All night long, the surf was up, big waves thumping the beach like artillery. At 6:30 in the morning it was light enough to see palm fronds whipping in the wind. We stood on the balcony looking at the Sea of Cortez. A smudge of rain clouds on the horizon. "I think we should cancel," said my fishing buddy, John McDonald. "Look, the wind is actually digging holes in the ocean."
John is a seasoned sailor and unafraid of a little weather. My other fishing buddy, Angus Reid, came out in his underwear and called our charter boat captain. After a moment or two, Angus lowered the phone and looked at us. "He says it'll be beautiful out there."
Off we went. An hour later, we were smashing through heavy seas in a 42-foot Hatteras fishing boat. The swells were so high that another boat running alongside us a few hundred metres away kept disappearing in the troughs. The problem was the chop - a chaos of ragged waves slewing in every direction. It was a feat trying to move from one handhold to another in the boat. "I never get seasick!" Angus shouted enthusiastically. "But I think I'm going to barf!!"
I never get seasick either, but I was beginning to think a lot about our breakfast of fried eggs. Better to close the eyes or keep them open? I tried both. At one point, I opened the eyes and saw what looked like the prow of a J-class submarine emerging from the ocean about a hundred metres away, pointing straight up, then sliding back out of sight. Enormous whale, I thought to myself, might as well keep the eyes open.
Around 9 a.m., just as the captain promised, the wind died down and the sea became pacific. Considering that the entire Eastern United States was being assailed by the fifth blizzard of the winter, a short gale at daybreak didn't seem so bad. Even the clouds were gone. "It never rains here," Angus said. "It's basically a perfect climate."
The Baja Peninsula trails down into Mexico from the bottom left corner of the United States. It is wild and rugged, characterized by steep arid mountains, red desert and forests of saguaro cactus. It's 1,600 kilometres from top to bottom and if you drive its length, you have to calculate gas stations on a map. People call it "the other Mexico" because the Sea of Cortez separates it from the mainland's much-publicized kidnappings and drug wars. There are two towns at the southern tip of the Baja - Cabo San Lucas, which is overrun with beach vendors, cruise-ship tourists and badly sunburned party dudes - and the quieter, more refined San Jose del Cabo, 40 kilometres up the coast.
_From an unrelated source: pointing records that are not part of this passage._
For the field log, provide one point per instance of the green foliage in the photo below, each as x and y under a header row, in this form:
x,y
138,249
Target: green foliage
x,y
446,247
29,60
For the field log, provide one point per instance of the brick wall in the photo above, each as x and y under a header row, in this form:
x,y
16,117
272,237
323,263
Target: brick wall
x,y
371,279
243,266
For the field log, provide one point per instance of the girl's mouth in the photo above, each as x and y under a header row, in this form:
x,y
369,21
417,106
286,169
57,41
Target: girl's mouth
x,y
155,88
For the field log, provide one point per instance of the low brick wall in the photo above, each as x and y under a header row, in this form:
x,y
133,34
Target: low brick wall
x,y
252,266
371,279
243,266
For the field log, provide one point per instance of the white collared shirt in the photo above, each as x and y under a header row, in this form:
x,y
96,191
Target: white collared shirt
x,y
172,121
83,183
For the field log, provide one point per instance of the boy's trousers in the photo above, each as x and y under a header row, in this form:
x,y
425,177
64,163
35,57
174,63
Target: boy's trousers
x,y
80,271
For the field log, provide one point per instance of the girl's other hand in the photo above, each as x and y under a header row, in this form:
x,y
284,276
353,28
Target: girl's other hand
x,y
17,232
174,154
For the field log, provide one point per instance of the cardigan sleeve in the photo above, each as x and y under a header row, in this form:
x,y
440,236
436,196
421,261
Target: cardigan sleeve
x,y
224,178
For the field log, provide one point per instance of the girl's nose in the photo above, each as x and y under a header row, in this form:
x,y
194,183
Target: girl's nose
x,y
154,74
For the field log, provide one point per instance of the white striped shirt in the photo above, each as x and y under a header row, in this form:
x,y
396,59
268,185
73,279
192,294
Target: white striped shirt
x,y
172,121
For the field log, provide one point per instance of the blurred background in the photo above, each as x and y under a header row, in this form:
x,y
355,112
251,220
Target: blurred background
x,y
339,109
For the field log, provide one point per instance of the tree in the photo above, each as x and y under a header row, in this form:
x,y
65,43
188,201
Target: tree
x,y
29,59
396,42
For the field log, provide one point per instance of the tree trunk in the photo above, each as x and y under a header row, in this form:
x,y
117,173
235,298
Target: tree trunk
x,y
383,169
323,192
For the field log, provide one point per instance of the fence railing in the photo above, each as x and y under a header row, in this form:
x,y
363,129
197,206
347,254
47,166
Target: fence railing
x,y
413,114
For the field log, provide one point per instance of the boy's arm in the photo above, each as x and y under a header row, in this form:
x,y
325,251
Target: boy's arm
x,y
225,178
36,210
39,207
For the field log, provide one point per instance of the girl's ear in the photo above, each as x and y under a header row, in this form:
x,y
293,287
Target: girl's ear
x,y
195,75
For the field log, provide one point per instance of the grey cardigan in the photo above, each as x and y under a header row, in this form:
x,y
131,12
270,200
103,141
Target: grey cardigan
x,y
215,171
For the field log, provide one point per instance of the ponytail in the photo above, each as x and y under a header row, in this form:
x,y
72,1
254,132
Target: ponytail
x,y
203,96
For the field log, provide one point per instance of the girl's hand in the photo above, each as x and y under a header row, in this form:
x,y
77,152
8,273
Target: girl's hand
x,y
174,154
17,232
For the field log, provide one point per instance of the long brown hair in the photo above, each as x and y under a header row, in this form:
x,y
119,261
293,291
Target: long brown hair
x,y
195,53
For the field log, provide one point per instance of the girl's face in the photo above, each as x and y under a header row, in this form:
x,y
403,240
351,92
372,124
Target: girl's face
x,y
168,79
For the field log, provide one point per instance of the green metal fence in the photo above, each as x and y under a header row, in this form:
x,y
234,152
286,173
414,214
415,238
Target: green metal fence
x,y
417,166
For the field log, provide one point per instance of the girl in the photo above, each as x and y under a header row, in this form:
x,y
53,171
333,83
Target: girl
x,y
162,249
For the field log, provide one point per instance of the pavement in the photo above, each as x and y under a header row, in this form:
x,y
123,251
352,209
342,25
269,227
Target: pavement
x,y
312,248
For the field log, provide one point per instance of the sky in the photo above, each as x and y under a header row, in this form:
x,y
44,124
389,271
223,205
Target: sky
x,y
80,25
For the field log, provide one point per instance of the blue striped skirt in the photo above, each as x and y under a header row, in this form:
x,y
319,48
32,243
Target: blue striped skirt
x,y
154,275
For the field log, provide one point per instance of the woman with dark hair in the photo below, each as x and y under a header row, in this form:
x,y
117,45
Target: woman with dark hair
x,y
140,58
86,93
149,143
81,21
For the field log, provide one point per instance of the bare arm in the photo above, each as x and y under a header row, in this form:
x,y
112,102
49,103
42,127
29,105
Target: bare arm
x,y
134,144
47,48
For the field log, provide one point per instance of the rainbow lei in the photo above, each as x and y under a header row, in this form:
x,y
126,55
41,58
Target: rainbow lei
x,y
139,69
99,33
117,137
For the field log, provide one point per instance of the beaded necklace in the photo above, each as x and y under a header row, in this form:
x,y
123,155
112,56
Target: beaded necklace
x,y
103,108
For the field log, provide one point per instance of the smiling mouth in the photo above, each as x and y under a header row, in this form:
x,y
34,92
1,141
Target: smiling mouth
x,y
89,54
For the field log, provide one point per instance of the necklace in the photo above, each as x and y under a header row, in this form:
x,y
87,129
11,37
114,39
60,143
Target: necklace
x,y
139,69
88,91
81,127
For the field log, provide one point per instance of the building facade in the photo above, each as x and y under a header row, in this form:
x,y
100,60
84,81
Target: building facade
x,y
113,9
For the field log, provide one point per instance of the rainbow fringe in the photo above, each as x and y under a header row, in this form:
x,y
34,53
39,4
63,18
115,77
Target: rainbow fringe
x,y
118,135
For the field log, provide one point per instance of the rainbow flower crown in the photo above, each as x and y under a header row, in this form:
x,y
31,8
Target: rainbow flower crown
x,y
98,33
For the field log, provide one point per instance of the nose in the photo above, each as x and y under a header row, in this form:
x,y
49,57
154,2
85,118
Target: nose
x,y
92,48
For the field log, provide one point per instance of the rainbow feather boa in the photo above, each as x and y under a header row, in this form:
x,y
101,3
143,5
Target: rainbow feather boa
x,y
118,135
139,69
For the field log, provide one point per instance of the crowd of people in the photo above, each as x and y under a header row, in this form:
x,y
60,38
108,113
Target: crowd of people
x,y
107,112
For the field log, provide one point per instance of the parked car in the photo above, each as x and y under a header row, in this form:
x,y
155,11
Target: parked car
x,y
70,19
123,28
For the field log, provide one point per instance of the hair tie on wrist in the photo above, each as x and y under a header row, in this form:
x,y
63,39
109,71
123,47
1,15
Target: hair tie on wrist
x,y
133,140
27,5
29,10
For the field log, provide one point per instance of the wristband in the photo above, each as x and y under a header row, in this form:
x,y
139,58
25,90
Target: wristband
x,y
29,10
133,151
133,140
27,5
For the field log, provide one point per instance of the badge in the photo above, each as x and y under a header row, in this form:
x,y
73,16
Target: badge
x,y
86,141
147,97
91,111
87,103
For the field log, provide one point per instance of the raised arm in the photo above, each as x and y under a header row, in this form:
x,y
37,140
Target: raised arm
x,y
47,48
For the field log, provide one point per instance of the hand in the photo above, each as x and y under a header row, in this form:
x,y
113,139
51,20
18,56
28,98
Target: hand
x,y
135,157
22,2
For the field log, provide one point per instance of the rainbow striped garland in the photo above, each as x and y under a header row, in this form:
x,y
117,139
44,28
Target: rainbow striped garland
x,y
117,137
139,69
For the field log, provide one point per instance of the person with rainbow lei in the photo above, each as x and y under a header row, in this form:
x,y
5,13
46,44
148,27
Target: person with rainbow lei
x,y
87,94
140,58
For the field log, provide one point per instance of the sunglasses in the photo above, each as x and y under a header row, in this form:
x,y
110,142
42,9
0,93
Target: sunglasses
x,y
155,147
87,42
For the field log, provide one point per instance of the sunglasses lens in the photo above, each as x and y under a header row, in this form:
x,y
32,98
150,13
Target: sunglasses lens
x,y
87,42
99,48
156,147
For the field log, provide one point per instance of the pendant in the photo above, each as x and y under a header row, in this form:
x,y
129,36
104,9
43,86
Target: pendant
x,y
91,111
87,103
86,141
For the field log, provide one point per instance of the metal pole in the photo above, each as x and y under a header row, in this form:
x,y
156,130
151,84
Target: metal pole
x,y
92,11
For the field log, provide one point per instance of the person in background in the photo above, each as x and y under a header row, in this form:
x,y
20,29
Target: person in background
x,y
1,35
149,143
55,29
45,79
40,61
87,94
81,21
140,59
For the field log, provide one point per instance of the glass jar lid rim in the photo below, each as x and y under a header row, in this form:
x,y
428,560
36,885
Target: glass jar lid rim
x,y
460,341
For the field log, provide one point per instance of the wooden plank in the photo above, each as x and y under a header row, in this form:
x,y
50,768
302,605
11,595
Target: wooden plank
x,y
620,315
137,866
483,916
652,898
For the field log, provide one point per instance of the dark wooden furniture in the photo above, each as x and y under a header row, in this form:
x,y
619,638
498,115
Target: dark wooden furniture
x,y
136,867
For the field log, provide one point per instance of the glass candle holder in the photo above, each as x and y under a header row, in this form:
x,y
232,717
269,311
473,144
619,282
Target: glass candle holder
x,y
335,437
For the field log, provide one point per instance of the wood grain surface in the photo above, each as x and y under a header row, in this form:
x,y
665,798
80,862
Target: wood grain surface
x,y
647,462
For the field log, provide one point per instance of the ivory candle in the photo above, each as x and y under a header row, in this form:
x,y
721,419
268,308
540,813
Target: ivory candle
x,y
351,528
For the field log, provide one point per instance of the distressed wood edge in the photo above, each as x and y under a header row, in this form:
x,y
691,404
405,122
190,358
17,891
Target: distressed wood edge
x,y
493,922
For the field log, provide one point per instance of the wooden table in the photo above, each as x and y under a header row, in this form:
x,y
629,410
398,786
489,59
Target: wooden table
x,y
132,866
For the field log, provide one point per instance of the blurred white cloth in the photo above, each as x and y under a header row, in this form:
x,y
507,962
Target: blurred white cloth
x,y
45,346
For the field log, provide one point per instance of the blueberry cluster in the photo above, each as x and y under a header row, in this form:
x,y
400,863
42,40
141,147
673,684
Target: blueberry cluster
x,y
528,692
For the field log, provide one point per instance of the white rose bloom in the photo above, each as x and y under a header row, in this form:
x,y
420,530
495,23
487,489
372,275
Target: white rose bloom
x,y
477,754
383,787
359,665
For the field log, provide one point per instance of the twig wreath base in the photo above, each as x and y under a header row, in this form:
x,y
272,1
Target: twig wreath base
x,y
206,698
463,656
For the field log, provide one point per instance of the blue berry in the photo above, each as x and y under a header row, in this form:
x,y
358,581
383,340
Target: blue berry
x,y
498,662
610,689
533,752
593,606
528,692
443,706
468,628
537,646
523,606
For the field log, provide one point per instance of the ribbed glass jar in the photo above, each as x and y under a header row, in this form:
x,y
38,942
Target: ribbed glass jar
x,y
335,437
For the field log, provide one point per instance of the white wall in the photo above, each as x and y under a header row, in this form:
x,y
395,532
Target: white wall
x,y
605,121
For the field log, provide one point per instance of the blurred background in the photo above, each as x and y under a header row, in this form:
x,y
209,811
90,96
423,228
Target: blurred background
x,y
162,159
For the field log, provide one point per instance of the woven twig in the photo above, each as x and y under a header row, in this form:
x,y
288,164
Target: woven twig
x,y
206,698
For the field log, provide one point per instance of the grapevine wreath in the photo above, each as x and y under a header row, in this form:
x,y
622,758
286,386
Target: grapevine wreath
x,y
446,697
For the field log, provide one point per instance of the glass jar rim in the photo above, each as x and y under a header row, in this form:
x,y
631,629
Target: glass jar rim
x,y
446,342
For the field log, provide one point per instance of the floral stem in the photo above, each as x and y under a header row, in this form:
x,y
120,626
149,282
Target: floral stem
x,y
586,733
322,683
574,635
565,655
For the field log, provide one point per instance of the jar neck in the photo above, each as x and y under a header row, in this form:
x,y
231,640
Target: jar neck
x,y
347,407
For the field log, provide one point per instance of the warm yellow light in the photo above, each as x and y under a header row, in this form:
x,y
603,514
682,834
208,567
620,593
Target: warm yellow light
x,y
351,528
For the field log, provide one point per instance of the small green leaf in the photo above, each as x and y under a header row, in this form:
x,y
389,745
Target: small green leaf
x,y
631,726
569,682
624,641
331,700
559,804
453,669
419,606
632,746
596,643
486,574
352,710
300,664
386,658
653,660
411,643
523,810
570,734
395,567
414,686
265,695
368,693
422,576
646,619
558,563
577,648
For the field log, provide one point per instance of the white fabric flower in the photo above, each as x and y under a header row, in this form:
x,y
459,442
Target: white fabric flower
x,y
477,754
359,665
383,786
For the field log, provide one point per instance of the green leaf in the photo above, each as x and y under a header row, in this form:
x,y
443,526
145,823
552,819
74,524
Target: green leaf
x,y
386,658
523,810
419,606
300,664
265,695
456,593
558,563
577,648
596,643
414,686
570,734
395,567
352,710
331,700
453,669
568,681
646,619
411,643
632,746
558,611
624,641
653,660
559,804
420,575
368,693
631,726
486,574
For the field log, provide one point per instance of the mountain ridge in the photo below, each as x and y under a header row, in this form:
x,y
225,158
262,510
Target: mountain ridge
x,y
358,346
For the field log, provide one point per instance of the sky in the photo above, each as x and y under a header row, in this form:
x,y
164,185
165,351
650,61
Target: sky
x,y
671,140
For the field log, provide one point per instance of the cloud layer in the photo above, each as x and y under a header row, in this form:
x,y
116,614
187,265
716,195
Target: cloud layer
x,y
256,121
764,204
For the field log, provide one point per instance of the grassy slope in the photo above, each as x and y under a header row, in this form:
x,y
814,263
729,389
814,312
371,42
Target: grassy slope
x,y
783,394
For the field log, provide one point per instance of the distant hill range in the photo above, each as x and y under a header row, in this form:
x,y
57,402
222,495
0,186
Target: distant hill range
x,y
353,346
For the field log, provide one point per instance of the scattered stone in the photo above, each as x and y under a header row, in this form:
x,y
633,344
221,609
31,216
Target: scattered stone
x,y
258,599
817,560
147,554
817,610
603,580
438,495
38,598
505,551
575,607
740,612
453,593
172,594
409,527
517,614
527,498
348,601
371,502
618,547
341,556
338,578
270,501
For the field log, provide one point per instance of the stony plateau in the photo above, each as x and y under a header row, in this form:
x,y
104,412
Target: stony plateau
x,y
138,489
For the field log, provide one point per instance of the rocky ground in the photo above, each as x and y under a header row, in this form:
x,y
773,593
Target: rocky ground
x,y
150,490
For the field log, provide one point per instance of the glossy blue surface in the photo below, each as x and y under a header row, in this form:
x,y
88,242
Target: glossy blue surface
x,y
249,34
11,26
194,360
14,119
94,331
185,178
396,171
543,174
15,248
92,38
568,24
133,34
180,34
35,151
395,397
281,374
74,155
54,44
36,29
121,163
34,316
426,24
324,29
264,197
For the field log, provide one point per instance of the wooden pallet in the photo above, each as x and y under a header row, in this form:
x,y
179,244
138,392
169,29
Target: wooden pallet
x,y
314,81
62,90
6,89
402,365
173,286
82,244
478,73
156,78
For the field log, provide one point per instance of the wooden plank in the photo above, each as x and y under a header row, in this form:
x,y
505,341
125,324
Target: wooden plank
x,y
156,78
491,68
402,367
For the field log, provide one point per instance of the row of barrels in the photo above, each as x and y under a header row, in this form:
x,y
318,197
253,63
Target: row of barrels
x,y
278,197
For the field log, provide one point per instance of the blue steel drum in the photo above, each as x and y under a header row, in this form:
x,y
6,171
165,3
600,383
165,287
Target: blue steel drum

San Jose del Cabo is a community that seems to be propped up by several thousand wealthy, wintering Anglos who have brought along their ideas in art, cuisine and design. (Morgans, one of the town's best restaurants, is operated by a couple from Harrison Hot Springs, B.C.) There are top-notch jazz combos playing around town and half a dozen excellent restaurants and the safe, quiet downtown has a charming colonial feel. There is a verdant central plaza, an ancient mission church and an art district with many small galleries. On Thursday night, there is a regular two block-long "art walk," with gallery owners offering free wine and an introduction to the work on display. In short, San Jose del Cabo is a Mexican town that has adopted the best elements of American culture and dropped the ones we can all do without.
As with any seaside town, the real attraction is the sea. In the autumn, thousands of humpback and grey whales arrive from the north, bound for the Sea of Cortez to give birth to their young. If you're strolling the beach at San Jose del Cabo, you only have to watch the sea for a few minutes to see the spout of a migrating whale. If you go fishing, they're everywhere.
By midmorning, we were trolling up the Pacific side of the cape. Massive aquamarine waves reared up and flung themselves onto the uninhabited red-sand beaches. We never saw a soul, except for the whales. In every direction, whales were rolling, spouting, lifting their great tails as they dove under. Some would breach, jumping clear of the ocean and landing with a terrific explosion of spray. From a distance, it looked like someone was dropping school buses in the ocean.
We fished for five hours, searching for striped marlin, about the size of a kayak, and saw a hundred whales. Midafternoon, we arrived back in port, sunburned, rubbery in the legs and keen for a platter of hot tortillas and cold beer. We all agreed that it was a great fishing trip. We even caught five skipjack tuna. They're a small fish (about the size of your forearm), but good eating.